Friday, Aug. 23, 1968
Sisal on the Ropes
Personally, I prefer one-inch sisal for the job. You get too many blisters on your hands from nylon.
That unsolicited testimonial comes from Rhodesia's retired hangman, Edward ("The Dropper") Milton, and it is in praise of the fiber extracted from a cactus-like plant that grows mostly in Africa and Latin America. Not everyone, however, feels the same affection for sisal. Though it is still used in rope, twine, potato sacks and carpets, sisal is being steadily replaced by nylon and other synthetics. Its last bastion is agricultural twine, which now accounts for 75% of world sisal production.
Though sisal-producing countries have managed to keep total output fairly constant in recent years, about 660,000 tons annually, they have had to slash their prices to maintain their markets.
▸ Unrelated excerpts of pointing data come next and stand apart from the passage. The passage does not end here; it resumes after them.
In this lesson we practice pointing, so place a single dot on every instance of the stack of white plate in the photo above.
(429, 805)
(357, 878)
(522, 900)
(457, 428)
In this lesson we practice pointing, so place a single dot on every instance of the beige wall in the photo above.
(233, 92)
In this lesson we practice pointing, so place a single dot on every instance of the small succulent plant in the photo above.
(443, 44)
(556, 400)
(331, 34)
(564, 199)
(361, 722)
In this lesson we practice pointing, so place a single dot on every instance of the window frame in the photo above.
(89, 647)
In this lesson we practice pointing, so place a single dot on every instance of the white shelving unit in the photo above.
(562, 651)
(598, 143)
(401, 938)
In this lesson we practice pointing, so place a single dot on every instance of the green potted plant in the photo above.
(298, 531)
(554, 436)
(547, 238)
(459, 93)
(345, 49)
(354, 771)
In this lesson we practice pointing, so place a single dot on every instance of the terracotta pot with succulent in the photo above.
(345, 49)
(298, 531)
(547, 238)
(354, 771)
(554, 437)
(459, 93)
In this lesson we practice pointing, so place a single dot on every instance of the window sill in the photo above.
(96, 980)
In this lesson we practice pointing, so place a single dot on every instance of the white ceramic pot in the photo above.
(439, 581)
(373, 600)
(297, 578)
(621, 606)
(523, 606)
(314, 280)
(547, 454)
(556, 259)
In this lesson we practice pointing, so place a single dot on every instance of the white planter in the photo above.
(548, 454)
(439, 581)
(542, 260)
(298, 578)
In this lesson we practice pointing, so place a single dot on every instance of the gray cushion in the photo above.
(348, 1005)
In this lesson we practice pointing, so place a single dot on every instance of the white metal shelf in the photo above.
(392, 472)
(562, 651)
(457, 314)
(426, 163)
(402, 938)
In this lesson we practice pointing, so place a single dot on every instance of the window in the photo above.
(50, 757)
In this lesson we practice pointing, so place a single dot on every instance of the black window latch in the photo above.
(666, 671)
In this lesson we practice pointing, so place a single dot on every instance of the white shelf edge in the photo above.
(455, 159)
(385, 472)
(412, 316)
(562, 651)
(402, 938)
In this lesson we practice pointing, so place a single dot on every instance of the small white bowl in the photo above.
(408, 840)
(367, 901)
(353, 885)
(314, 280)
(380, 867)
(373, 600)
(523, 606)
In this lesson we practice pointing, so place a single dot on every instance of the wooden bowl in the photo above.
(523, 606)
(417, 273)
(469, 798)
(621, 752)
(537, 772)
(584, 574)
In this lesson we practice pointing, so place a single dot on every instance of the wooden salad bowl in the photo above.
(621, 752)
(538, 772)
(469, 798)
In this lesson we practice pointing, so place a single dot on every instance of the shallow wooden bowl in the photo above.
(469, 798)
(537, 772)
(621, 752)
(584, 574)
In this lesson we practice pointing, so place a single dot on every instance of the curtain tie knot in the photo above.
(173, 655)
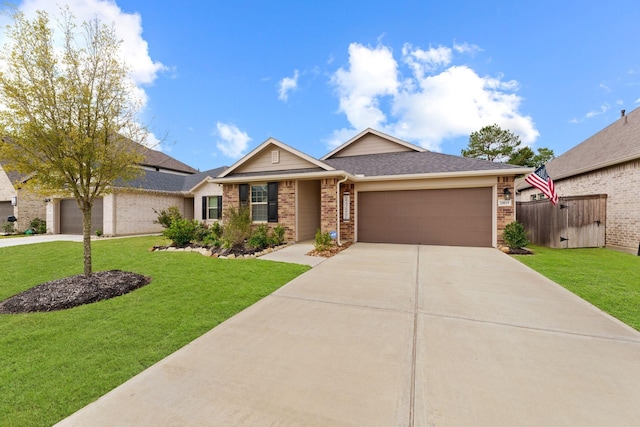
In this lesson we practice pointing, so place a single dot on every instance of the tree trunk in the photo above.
(86, 238)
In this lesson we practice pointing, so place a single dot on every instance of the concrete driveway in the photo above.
(396, 335)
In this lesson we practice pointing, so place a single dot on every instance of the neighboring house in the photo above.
(375, 188)
(606, 163)
(130, 208)
(18, 203)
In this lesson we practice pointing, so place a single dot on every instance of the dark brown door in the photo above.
(449, 217)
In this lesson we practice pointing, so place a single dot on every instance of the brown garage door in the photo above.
(71, 217)
(451, 217)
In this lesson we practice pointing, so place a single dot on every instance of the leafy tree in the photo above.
(68, 114)
(492, 143)
(526, 157)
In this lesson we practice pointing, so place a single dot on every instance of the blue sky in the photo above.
(219, 78)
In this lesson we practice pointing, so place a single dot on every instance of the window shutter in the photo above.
(272, 202)
(244, 195)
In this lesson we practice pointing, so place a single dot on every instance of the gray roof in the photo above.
(191, 181)
(162, 181)
(407, 163)
(617, 143)
(274, 172)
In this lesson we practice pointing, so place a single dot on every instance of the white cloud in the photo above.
(426, 61)
(233, 142)
(471, 49)
(372, 74)
(128, 27)
(287, 85)
(433, 102)
(603, 109)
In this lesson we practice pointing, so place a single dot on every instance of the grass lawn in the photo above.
(52, 364)
(608, 279)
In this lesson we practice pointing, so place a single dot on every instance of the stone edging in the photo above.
(209, 253)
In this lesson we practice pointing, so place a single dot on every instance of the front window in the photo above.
(259, 202)
(212, 208)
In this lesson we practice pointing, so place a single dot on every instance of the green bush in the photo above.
(259, 238)
(8, 228)
(167, 216)
(237, 227)
(39, 226)
(323, 241)
(181, 232)
(515, 235)
(201, 233)
(277, 235)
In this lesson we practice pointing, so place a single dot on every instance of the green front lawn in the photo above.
(608, 279)
(52, 364)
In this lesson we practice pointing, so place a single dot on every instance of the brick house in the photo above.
(130, 208)
(17, 202)
(374, 188)
(605, 163)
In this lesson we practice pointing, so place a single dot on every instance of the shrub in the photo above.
(277, 236)
(323, 241)
(39, 226)
(237, 226)
(201, 232)
(515, 235)
(181, 232)
(259, 239)
(168, 216)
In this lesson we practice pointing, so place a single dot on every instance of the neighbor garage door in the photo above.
(71, 217)
(451, 217)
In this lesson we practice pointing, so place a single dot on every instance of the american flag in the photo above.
(542, 181)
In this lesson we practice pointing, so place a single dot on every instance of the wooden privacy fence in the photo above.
(575, 222)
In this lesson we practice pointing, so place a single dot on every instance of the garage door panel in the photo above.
(453, 217)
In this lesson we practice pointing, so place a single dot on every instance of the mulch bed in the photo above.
(330, 252)
(519, 251)
(73, 291)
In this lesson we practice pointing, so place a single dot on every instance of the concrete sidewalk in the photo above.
(384, 335)
(39, 238)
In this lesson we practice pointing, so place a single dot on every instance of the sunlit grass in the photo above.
(608, 279)
(52, 364)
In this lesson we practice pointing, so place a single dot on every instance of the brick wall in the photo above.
(506, 214)
(286, 206)
(620, 183)
(134, 211)
(347, 227)
(328, 205)
(287, 209)
(29, 207)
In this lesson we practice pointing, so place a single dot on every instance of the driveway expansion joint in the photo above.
(629, 340)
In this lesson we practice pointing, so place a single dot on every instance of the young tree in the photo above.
(67, 114)
(492, 143)
(526, 157)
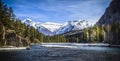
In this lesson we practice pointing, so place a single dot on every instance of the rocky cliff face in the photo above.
(111, 22)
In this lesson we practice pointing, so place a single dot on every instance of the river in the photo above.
(63, 52)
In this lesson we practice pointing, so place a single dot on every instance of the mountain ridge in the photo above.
(51, 28)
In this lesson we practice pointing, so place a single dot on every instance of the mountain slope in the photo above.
(111, 14)
(50, 28)
(111, 22)
(72, 25)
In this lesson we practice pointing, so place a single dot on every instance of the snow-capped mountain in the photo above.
(72, 25)
(50, 28)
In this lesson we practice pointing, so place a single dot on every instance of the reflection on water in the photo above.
(62, 52)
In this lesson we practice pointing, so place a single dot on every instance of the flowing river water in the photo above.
(63, 52)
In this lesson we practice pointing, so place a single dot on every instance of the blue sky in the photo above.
(59, 11)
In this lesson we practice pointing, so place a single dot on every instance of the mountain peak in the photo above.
(51, 28)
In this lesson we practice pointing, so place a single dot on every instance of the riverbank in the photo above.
(11, 48)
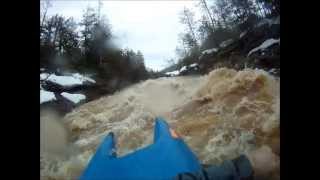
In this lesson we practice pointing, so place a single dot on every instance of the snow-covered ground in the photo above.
(67, 80)
(208, 51)
(173, 73)
(267, 43)
(46, 96)
(226, 43)
(184, 68)
(75, 98)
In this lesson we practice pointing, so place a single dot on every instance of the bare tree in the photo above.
(204, 5)
(187, 19)
(44, 6)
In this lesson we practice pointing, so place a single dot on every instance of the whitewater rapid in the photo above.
(220, 115)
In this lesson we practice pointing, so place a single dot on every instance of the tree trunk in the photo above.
(208, 12)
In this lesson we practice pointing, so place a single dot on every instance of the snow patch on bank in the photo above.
(267, 43)
(75, 98)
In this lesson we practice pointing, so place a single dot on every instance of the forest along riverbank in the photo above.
(220, 115)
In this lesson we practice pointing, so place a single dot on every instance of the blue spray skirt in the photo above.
(163, 159)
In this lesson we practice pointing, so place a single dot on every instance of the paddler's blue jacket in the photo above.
(167, 158)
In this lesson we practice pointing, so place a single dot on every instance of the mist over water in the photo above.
(220, 115)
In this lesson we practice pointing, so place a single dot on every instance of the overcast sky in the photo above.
(149, 26)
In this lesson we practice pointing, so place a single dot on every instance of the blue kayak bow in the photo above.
(163, 159)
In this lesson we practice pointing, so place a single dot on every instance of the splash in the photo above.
(220, 115)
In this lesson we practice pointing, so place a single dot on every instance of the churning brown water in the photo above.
(220, 115)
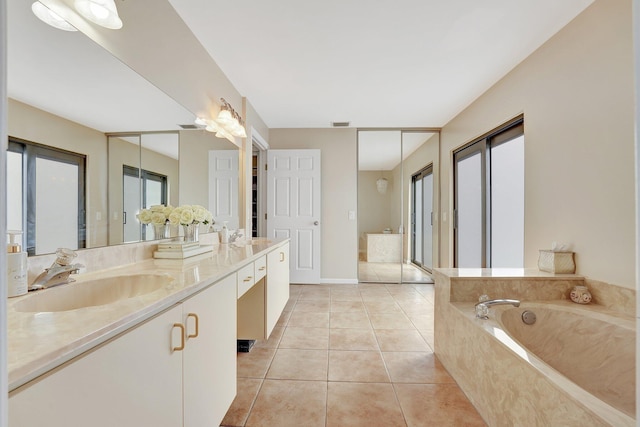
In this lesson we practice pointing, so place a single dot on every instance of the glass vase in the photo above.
(160, 231)
(191, 232)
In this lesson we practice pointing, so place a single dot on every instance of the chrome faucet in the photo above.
(235, 236)
(59, 272)
(482, 307)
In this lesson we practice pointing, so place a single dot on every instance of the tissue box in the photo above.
(556, 262)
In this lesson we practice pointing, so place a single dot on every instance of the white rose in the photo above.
(144, 216)
(158, 218)
(174, 217)
(199, 213)
(186, 216)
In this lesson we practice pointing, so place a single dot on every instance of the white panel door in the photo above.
(223, 187)
(293, 208)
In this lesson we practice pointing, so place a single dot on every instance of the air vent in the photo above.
(189, 127)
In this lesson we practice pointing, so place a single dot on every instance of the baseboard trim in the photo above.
(339, 281)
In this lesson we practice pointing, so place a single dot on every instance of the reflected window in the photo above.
(46, 197)
(489, 200)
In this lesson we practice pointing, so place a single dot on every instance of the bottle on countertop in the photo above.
(224, 233)
(16, 266)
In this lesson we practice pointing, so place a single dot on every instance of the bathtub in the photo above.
(585, 352)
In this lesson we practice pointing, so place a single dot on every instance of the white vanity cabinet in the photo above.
(143, 377)
(277, 291)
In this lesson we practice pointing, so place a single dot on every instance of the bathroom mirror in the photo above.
(397, 202)
(66, 93)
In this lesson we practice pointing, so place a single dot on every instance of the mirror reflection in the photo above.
(66, 93)
(396, 200)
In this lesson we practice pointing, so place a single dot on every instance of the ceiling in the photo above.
(413, 63)
(405, 63)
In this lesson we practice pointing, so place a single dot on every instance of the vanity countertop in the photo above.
(41, 341)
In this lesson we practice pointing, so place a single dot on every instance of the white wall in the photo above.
(4, 421)
(576, 93)
(339, 237)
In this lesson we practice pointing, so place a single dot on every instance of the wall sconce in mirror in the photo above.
(381, 185)
(49, 17)
(101, 12)
(228, 124)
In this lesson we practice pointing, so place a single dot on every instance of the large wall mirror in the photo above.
(397, 204)
(89, 136)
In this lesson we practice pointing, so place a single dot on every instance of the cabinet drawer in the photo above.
(260, 266)
(246, 279)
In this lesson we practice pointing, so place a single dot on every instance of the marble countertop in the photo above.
(39, 342)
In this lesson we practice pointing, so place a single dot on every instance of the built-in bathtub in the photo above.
(592, 349)
(575, 366)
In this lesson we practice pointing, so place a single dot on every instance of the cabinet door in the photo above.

From $700 a ton in the early 1950s, sisal has sunk to its present $168 level, which makes it hardly worth harvesting at all. And there is no hope of reversing the trend. The time-honored tactic of withholding the product from the market to drive up its price would only backfire, sending an even larger share of potential sales to synthetic fibers.
Quiet Advice. The country hardest hit by sisal's decline is Tanzania, the world's foremost producer, which supplies 35% of the world market, or about 220,000 tons a year. Last year, when Tanzania nationalized sisal plantations in an attempt to control its traditional No. 1 crop, scores of white settlers were left without compensation. Now the Socialists in Dar es Salaam are quietly advising some ex-sisal farmers that they can have their plantations back. The government has decided that it is better, after all, for the individual entrepreneur to lose money than for it to take a beating in its budget. Sisal used to be Tanzania's largest export earner: it brought in $61 million as recently as 1964. With slipping prices, the fibers accounted for only $36 million by 1967. Even at that, Tanzania has admitted that it has been losing $17 on every ton of sisal sold.
World prices of sisal are expected to continue their decline and possibly level off by 1970 at about $150 a ton. Meanwhile, Tanzania hopes to develop new uses for its threatened crop. To that end, a consortium of Canadian and European banks has invested some $28 million in a mill to turn sisal into paper pulp. In neighboring Kenya, the world's fourth largest sisal producer, experiments aimed at producing fodder and fertilizer from sisal fibers are under way. Other leading sisal producers, including Brazil and Haiti, have agreed to pool their resources to promote their produce against the steady inroads of the synthetics.